Warren Buffett Quotes

Warren Buffett is almost as famous for his quotes and one-liners as for his investing - see this selection of Warren Buffett Quotes on Life

Monday, 15 August 2011

Warren Buffett onTaxes

Warren Buffett - How Much Tax does Warren Buffett Pay?

Well, not enough, according to the Oracle himself. His federal tax rate last year was $6,938,744 which included income tax and payroll taxes paid him and on his behalf. That sounds like a lot but it was only 17.4% which is a lower rate than the 20 other people who work for him in his office, who presumably are not billionaires and whose tax rate averaged 36%. Such is the crazy US tax system.

In a New York Times article Warren Buffett has urged U.S. lawmakers to raise taxes on Americans who earn over $1 million and says this would not adversely affect investments or jobs.

Like in the UK where David Cameron has famously said "we are all in this together" David Cameron and most of his cabinet are millionaires, in the US the leaders have asked for 'shared sacrifice.' "But" says Warren Buffett "they spared me." and his mega-rich friends too.

He also points out that some investment managers are taxed just 15% on billions of dollars of income, because they can classify their income as “carried interest,” while the middle classes are taxed up to 25%. Legislators in Washington feel compelled to protect the rich, as if they were "spotted owls or some other endangered species.

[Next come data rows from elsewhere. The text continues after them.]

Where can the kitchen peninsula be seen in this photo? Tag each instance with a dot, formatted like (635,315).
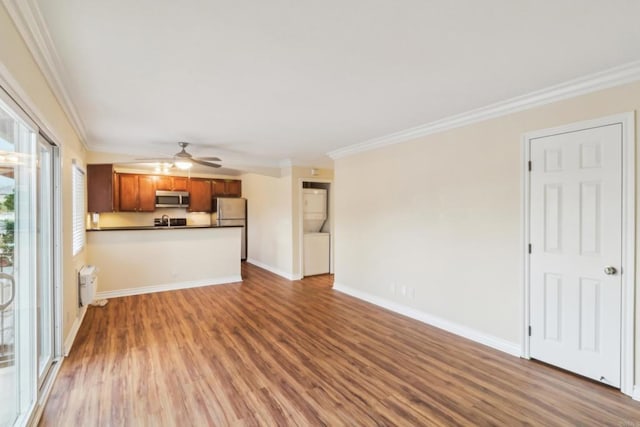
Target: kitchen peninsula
(138,260)
(140,246)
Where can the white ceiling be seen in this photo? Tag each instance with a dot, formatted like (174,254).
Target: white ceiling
(261,82)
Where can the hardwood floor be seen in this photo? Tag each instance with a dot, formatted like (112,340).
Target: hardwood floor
(274,352)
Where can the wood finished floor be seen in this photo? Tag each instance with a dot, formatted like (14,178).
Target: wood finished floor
(274,352)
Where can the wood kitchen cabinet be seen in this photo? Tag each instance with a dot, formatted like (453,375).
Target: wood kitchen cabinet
(199,195)
(227,188)
(137,193)
(172,183)
(100,188)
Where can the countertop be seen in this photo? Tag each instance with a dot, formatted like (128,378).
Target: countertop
(151,227)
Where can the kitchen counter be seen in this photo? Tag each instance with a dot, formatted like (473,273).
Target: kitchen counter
(130,260)
(151,227)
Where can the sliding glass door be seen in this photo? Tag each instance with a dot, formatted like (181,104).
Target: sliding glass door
(44,236)
(27,297)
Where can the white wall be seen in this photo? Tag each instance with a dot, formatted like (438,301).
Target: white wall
(440,215)
(139,261)
(18,68)
(269,222)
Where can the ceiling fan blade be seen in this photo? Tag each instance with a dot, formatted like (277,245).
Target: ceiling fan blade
(201,162)
(157,160)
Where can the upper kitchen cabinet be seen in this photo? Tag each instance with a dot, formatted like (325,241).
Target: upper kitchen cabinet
(199,195)
(100,188)
(172,183)
(227,188)
(137,193)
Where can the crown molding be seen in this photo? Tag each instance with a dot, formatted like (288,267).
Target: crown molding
(31,26)
(593,82)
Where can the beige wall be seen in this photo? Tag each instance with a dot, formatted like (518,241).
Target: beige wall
(19,67)
(269,222)
(443,217)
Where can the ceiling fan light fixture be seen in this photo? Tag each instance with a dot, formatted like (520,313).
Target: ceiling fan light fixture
(163,167)
(183,164)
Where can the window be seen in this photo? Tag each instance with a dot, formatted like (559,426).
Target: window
(78,183)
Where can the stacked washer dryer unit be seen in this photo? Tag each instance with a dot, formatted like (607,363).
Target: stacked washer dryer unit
(316,243)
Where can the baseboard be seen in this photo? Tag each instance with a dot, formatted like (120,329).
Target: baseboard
(463,331)
(166,287)
(274,270)
(68,342)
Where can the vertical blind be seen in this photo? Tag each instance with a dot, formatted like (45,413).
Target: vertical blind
(78,184)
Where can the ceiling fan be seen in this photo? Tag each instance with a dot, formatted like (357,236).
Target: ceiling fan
(184,160)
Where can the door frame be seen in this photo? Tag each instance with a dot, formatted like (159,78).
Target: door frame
(627,342)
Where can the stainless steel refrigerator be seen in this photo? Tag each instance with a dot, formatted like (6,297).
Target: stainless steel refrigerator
(233,211)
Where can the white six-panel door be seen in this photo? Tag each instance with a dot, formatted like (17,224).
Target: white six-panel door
(575,261)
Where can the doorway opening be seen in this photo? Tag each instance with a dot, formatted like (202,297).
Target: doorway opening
(315,228)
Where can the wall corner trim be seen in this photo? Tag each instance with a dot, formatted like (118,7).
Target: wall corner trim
(616,76)
(281,273)
(68,342)
(31,26)
(440,323)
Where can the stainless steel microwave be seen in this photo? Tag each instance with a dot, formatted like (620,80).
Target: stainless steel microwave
(172,199)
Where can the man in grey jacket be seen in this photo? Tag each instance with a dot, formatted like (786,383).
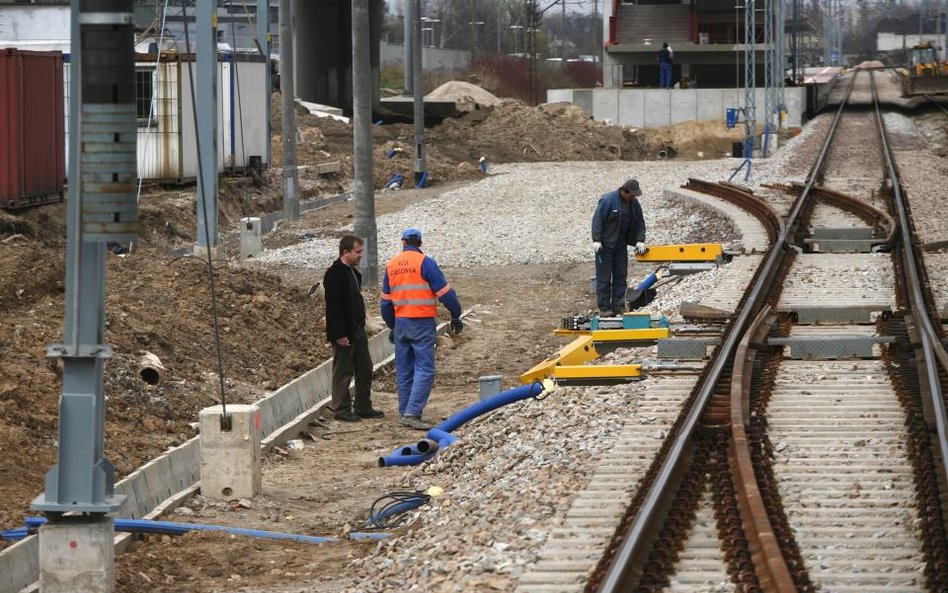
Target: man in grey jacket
(617,224)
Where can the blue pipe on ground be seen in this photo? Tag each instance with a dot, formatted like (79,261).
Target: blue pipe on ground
(397,459)
(397,508)
(173,528)
(440,436)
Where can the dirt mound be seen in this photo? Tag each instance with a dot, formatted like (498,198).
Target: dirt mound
(466,96)
(515,132)
(693,140)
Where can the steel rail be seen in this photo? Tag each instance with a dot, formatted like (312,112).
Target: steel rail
(932,347)
(868,212)
(639,538)
(770,566)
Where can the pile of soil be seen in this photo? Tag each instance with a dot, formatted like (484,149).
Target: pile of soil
(515,132)
(466,96)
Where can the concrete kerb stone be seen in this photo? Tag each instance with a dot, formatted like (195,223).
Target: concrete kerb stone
(19,565)
(129,510)
(144,488)
(157,474)
(140,486)
(185,460)
(268,419)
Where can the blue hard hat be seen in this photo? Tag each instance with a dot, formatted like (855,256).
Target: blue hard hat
(411,233)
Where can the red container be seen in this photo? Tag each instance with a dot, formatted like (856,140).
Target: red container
(32,128)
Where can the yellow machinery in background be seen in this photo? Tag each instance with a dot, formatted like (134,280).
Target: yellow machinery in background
(926,75)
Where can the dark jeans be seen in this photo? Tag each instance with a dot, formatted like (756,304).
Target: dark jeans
(664,76)
(612,270)
(347,361)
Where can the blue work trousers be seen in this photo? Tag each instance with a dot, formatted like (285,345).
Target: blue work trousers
(612,270)
(414,363)
(664,75)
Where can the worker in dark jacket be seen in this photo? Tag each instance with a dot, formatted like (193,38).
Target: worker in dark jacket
(345,330)
(665,58)
(412,286)
(617,224)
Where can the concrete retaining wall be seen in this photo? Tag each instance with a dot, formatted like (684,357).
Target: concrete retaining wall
(432,58)
(180,468)
(656,108)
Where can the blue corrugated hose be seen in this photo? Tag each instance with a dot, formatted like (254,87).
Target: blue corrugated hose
(173,528)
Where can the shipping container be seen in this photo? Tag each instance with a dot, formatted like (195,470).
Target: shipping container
(32,128)
(167,143)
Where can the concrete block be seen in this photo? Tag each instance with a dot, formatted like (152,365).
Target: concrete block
(200,252)
(631,109)
(606,104)
(684,105)
(328,167)
(583,98)
(230,460)
(711,104)
(559,95)
(77,556)
(657,107)
(251,237)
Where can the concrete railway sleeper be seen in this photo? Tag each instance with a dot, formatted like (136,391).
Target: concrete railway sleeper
(834,469)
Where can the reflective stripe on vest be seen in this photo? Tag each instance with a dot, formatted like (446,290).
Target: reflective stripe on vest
(409,292)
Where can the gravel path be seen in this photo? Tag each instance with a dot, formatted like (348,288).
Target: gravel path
(539,213)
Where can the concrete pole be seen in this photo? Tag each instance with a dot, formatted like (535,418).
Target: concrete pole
(291,184)
(263,42)
(421,161)
(411,15)
(206,112)
(363,184)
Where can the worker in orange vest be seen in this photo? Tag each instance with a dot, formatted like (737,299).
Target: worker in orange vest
(412,286)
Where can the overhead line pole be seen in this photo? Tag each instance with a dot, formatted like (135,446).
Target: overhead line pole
(291,183)
(363,183)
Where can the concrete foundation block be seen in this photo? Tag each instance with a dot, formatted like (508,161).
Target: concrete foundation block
(230,460)
(201,251)
(251,237)
(77,556)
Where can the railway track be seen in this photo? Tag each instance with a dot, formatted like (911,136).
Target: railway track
(809,455)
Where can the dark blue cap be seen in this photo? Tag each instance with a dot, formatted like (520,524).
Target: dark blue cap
(411,233)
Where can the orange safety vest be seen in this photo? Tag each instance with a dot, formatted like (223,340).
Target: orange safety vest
(409,292)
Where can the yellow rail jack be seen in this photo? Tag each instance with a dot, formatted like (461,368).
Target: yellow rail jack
(567,366)
(693,252)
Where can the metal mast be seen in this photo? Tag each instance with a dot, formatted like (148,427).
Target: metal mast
(102,208)
(750,79)
(770,98)
(780,67)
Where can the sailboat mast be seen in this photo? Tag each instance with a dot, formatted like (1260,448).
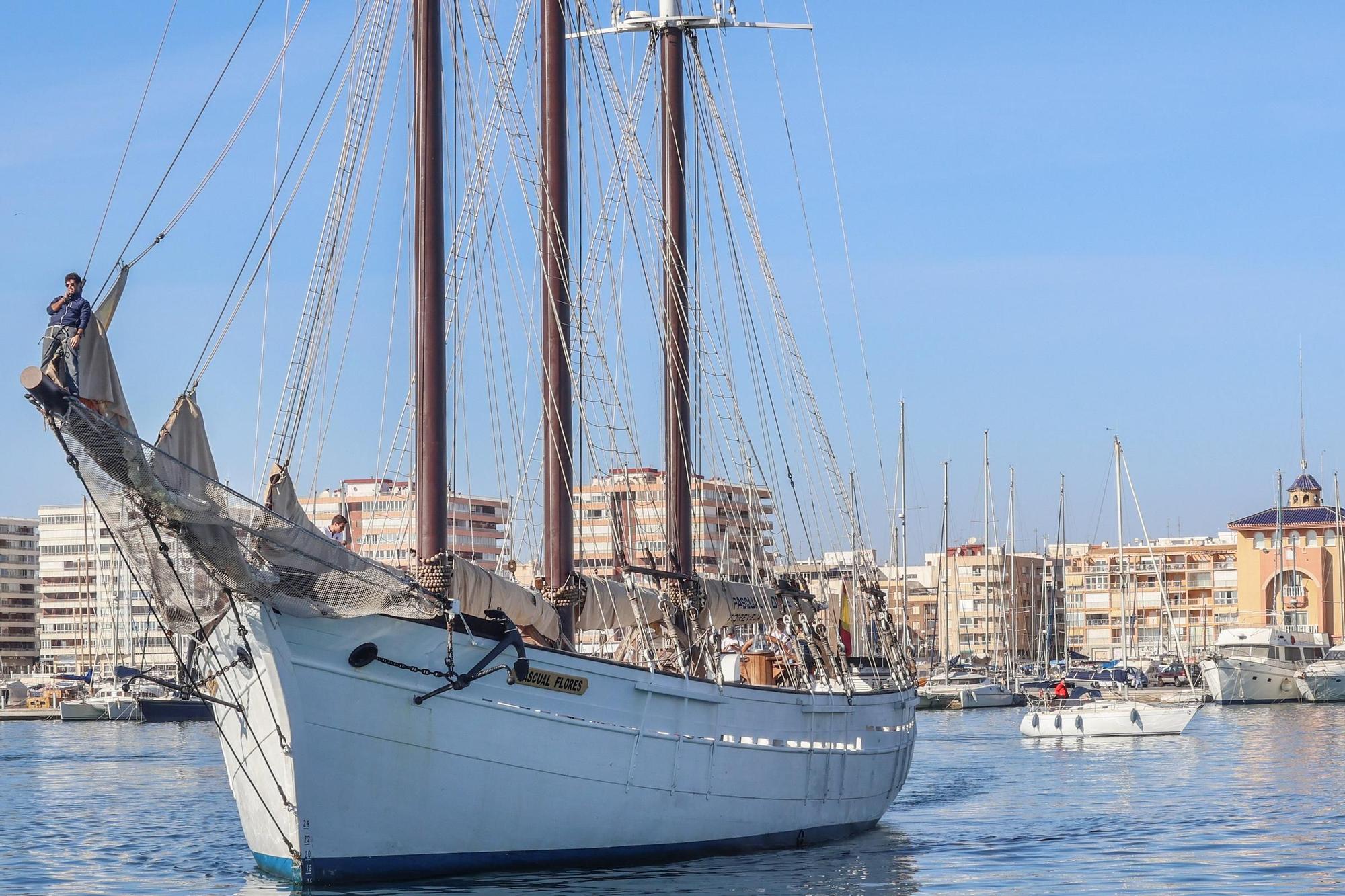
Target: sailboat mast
(906,557)
(944,576)
(559,464)
(677,358)
(985,534)
(431,424)
(1121,567)
(1336,569)
(1009,598)
(1280,548)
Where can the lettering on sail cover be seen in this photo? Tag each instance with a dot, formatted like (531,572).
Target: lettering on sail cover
(555,681)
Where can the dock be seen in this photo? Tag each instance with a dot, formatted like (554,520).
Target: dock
(33,715)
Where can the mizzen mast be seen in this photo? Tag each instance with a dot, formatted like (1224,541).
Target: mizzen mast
(677,356)
(431,411)
(558,417)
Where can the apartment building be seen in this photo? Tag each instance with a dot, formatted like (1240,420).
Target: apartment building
(18,595)
(972,603)
(383,522)
(1199,575)
(621,516)
(93,616)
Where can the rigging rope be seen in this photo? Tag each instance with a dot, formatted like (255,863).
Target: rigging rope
(131,136)
(181,147)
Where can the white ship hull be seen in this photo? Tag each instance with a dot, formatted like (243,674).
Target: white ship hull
(1242,680)
(1323,682)
(641,766)
(1109,719)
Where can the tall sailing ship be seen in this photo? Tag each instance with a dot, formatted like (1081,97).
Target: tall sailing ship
(384,723)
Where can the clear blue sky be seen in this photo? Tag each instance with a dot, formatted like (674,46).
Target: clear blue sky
(1066,220)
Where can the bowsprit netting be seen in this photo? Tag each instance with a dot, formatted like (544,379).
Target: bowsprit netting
(198,544)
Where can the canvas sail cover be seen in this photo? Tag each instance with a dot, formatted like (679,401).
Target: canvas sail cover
(614,604)
(478,589)
(100,385)
(194,544)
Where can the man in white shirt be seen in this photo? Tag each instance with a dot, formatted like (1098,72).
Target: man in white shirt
(340,530)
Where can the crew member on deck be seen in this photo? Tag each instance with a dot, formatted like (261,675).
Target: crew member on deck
(340,532)
(68,318)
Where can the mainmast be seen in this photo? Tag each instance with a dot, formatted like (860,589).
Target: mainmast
(677,357)
(431,425)
(558,417)
(1121,568)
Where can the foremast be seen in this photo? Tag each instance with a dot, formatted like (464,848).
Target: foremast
(558,409)
(431,407)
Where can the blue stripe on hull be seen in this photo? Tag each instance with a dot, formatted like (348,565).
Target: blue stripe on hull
(380,868)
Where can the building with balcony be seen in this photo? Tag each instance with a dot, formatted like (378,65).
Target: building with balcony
(92,614)
(1289,561)
(18,595)
(1198,575)
(974,603)
(383,521)
(619,520)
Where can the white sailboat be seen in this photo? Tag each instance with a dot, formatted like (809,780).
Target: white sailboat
(1110,716)
(379,724)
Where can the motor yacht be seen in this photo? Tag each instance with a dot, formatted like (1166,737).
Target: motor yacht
(1324,681)
(1260,665)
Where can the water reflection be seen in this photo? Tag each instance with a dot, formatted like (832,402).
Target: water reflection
(1242,802)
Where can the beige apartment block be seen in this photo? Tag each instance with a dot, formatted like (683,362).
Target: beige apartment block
(383,521)
(18,595)
(974,603)
(93,616)
(1199,576)
(621,516)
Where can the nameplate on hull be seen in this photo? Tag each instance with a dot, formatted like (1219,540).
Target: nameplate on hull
(555,681)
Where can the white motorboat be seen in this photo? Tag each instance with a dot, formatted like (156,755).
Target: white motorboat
(1106,719)
(106,704)
(1324,681)
(966,690)
(1260,665)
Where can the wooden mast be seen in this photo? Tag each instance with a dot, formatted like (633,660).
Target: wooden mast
(559,463)
(431,424)
(677,358)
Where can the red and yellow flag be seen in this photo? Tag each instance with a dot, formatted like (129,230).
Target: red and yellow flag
(844,628)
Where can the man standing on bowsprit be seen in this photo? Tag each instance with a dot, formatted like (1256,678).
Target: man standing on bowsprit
(69,315)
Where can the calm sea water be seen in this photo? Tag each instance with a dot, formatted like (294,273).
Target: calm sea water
(1245,802)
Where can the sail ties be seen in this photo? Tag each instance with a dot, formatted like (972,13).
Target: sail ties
(434,575)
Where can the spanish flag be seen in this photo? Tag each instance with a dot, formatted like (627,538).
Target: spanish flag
(844,628)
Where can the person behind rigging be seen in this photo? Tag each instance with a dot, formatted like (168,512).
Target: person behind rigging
(68,317)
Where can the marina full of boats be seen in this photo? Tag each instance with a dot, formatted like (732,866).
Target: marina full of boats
(79,698)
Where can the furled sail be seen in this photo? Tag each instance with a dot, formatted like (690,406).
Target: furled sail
(479,589)
(100,385)
(614,604)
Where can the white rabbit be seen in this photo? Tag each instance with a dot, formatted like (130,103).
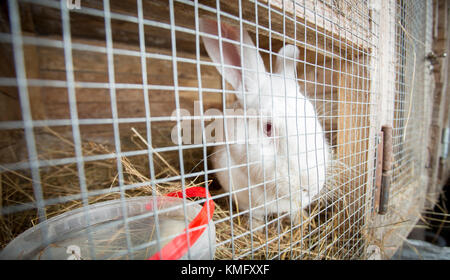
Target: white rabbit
(284,173)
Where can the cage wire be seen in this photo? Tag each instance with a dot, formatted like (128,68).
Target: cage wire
(107,92)
(413,43)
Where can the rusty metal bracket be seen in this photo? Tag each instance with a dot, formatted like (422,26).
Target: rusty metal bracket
(383,173)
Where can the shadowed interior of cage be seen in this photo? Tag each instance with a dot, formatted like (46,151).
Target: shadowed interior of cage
(102,111)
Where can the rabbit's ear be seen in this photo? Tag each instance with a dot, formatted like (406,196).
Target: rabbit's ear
(285,58)
(253,63)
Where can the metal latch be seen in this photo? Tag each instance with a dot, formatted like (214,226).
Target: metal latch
(383,171)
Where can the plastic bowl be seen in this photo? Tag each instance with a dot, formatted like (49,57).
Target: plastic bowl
(69,237)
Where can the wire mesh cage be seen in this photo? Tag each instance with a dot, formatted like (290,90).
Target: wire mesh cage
(121,113)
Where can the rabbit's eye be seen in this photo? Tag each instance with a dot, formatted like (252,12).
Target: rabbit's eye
(268,129)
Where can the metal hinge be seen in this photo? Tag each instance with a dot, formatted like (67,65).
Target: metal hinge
(383,171)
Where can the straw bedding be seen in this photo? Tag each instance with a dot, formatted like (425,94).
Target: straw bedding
(330,228)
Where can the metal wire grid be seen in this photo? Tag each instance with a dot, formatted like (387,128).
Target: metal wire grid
(410,109)
(356,92)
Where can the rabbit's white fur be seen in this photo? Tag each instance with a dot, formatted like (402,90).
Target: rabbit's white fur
(285,173)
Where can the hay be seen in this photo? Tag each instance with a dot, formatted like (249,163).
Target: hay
(330,228)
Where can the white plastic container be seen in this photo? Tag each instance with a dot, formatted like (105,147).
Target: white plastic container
(68,233)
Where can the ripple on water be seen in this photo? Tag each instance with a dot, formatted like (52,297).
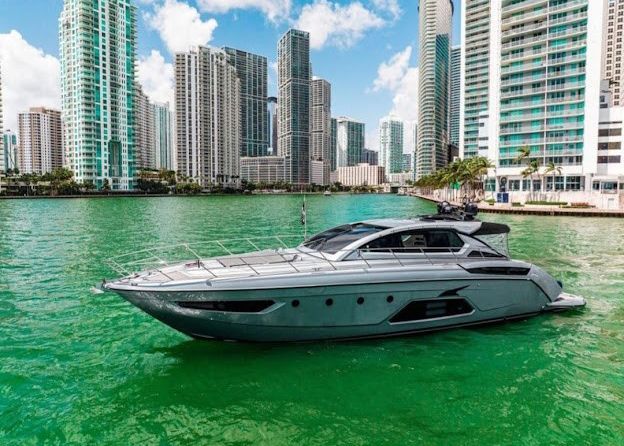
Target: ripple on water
(83,368)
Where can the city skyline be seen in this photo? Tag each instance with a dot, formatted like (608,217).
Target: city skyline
(372,94)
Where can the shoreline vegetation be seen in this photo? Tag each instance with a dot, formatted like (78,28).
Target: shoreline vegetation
(60,183)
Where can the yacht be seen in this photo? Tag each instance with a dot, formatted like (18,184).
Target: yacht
(366,279)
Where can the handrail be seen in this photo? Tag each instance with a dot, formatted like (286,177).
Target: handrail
(127,266)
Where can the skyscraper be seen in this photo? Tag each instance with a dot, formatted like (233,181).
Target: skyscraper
(3,166)
(414,145)
(294,81)
(9,157)
(272,119)
(406,162)
(614,50)
(163,137)
(533,81)
(145,156)
(549,88)
(454,114)
(98,55)
(391,144)
(350,141)
(40,148)
(321,126)
(207,92)
(370,157)
(333,144)
(251,70)
(434,83)
(480,43)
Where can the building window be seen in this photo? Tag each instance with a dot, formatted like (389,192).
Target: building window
(559,183)
(610,132)
(609,159)
(574,183)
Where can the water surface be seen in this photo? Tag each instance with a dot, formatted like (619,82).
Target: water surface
(77,367)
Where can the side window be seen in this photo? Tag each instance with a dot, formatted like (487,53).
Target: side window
(427,240)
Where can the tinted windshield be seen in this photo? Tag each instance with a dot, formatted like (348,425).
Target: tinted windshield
(335,239)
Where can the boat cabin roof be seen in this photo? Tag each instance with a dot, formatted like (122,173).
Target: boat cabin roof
(472,227)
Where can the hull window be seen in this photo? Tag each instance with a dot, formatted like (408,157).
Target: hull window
(231,306)
(432,309)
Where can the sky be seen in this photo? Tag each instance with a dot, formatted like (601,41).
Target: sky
(367,49)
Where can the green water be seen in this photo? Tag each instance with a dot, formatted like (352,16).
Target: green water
(77,367)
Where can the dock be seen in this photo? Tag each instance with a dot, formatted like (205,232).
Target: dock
(552,211)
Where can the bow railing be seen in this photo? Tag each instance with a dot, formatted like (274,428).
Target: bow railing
(257,256)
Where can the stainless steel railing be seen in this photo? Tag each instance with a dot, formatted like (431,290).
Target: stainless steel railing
(160,259)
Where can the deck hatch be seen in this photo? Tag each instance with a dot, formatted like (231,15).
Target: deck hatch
(500,270)
(230,306)
(420,310)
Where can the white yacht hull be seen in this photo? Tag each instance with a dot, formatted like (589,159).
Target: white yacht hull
(370,307)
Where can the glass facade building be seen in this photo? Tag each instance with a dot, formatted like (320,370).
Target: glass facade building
(391,145)
(454,112)
(294,104)
(434,85)
(350,142)
(251,70)
(98,61)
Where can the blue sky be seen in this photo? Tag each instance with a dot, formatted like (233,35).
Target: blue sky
(352,39)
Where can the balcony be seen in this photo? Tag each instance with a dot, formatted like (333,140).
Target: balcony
(524,29)
(523,92)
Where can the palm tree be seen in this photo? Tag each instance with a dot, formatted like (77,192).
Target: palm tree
(523,153)
(477,169)
(551,168)
(531,169)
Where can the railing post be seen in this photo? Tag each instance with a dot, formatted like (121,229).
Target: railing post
(395,256)
(362,257)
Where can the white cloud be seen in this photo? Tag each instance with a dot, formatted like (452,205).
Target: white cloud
(401,79)
(156,77)
(30,78)
(180,25)
(273,9)
(334,24)
(391,73)
(390,6)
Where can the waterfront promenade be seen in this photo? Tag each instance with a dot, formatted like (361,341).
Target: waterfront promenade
(546,210)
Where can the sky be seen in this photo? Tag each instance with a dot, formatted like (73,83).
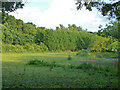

It’s nice to have friends in high places" Buffet added.

Tax rates for the rich were in fact "far higher" in the 1980s and 1990s, yet almost 40 million jobs were added over the period from 1980 to 2000.

"You know what's happened since then: lower tax rates and far lower job creation," Buffett said. "People invest to make money, and potential taxes have never scared them off."
Back in 1992, the I.R.S. started compiling data from the tax returns of the 400 Americans with the largest income.
"In 1992, the top 400 had aggregate taxable income of $16.9 billion and paid federal taxes of 29.2 percent on that sum. In 2008, the aggregate income of the highest 400 had soared to $90.9 billion — a staggering $227.4 million on average — but the rate paid had fallen to 21.5 percent. "

In addition
"you can be sure that any payroll tax for the 400 was inconsequential compared to income. In fact, 88 of the 400 in 2008 reported no wages at all, though every one of them reported capital gains. Some of my brethren may shun work but they all like to invest. (I can relate to that.) "
How many people would be affected if the US government listened to Warren Buffett's advice ?

There were 236,883 households making over than $1 million in 2009, with 8,274 making over $10 million, which out of a population of over 250 million is really not a lot, which makes you wonder just why the US government and some US voters seem so intent on protecting them.